The estimated prevalence of VWD in the general population is approximately 1% when laboratory abnormalities are included. However, clinically significant VWD requiring medical attention is much less common, affecting around 1 in 10,000 individuals. Type 3 VWD, the most severe form, is rare, with an estimated prevalence of approximately 1 in 1,000,000.
Clinical description
The age at diagnosis varies and more severe forms usually present earlier in life. VWD causes bleeding of variable severity, either spontaneously or after trauma or invasive procedures. Bleeding is typically mucocutaneous, such as epistaxis, heavy menstrual bleeding, easy bruising, and prolonged bleeding from minor injuries. In severe cases, major bleedings including haematomas and hemarthrosis may occur.
Etiology
VWD is caused by mutations in the VWF gene located on chromosome 12p13.3, which encodes von Willebrand factor, a large multimeric glycoprotein. VWF is synthesised by endothelial cells and megakaryocytes and is present in plasma, platelets, and endothelial storage granules. It plays a crucial role in mediating platelet adhesion to the injured vessel wall and serves as a carrier protein for factor VIII (FVIII), protecting it from premature degradation.
Diagnostic methods
Diagnosis of VWD is based on laboratory assessment of von Willebrand factor quantity and function, together with measurement of FVIII activity. Initial evaluation typically includes VWF antigen (VWF:Ag), VWF activity assays, and FVIII activity. Determination of the specific VWD type requires additional specialised tests, such as analysis of VWF multimer distribution and, in selected cases, genetic testing.
Differential diagnosis
Standard laboratory tests usually help distinguish VWD from haemophilia A. However, certain subtypes, such as type 2N, require additional specialised testing. It may also be difficult to differentiate inherited VWD from acquired forms that develop later in life due to other medical conditions. Furthermore, people with blood group O naturally have lower VWF levels, which should be considered when interpreting results.
Antenatal diagnosis
In at-risk pregnancies, identification of pathogenic VWF gene variants in the family may allow prenatal diagnosis, particularly in cases of type 3 VWD or severe forms with a known genetic mutation.
How is VWD inherited?
Von Willebrand Disease is usually inherited. It is caused by changes in the VWF gene and can affect both males and females. In most cases, a child inherits the condition from one or both parents.

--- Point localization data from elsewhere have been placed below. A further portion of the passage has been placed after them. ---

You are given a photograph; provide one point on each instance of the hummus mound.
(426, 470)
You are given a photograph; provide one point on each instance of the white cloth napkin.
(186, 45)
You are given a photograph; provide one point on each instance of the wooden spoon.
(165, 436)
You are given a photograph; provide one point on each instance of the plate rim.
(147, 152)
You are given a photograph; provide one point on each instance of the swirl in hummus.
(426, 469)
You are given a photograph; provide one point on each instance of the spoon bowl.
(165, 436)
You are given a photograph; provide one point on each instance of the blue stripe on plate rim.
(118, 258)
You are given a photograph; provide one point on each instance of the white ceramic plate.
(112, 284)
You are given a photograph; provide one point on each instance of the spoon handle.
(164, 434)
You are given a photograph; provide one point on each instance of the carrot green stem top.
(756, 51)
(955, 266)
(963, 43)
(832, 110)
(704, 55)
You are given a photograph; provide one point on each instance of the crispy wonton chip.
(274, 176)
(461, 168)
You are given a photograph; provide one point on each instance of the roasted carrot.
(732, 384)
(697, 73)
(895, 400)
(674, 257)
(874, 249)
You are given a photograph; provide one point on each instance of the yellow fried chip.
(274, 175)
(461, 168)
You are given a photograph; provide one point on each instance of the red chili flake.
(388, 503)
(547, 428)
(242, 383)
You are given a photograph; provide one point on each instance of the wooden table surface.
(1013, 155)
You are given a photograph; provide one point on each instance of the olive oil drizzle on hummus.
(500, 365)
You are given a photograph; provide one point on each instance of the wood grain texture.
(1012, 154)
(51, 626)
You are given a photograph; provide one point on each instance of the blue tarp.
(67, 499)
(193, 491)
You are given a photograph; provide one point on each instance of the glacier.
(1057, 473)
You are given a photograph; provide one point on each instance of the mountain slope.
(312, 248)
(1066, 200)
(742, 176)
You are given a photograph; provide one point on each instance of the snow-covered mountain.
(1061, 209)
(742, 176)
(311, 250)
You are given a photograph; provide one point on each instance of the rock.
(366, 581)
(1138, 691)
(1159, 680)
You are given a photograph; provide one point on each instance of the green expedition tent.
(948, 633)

Types 1 and 2 VWD are usually inherited in an autosomal dominant pattern. This means that a parent with VWD has a 50% chance of passing the condition on to each child.
Type 3 VWD is typically inherited in an autosomal recessive pattern. This occurs when a child inherits a defective gene from both parents. In such cases, parents may have mild symptoms or no symptoms at all, while the child may have a more severe form of the disease.
In rare cases, VWD may arise from a new (spontaneous) genetic change.
Genetic counseling
VWD is most commonly inherited in an autosomal dominant pattern. However, type 3 VWD and certain type 2 subtypes are inherited in an autosomal recessive manner.
Genetic counselling is recommended to help individuals and families understand the pattern of inheritance, the potential severity of the condition, and the risk of transmission to offspring. It also provides an opportunity to identify and screen other potentially affected family members.
For couples at risk of having a child with type 3 VWD, counselling in a specialised multidisciplinary centre may be particularly appropriate.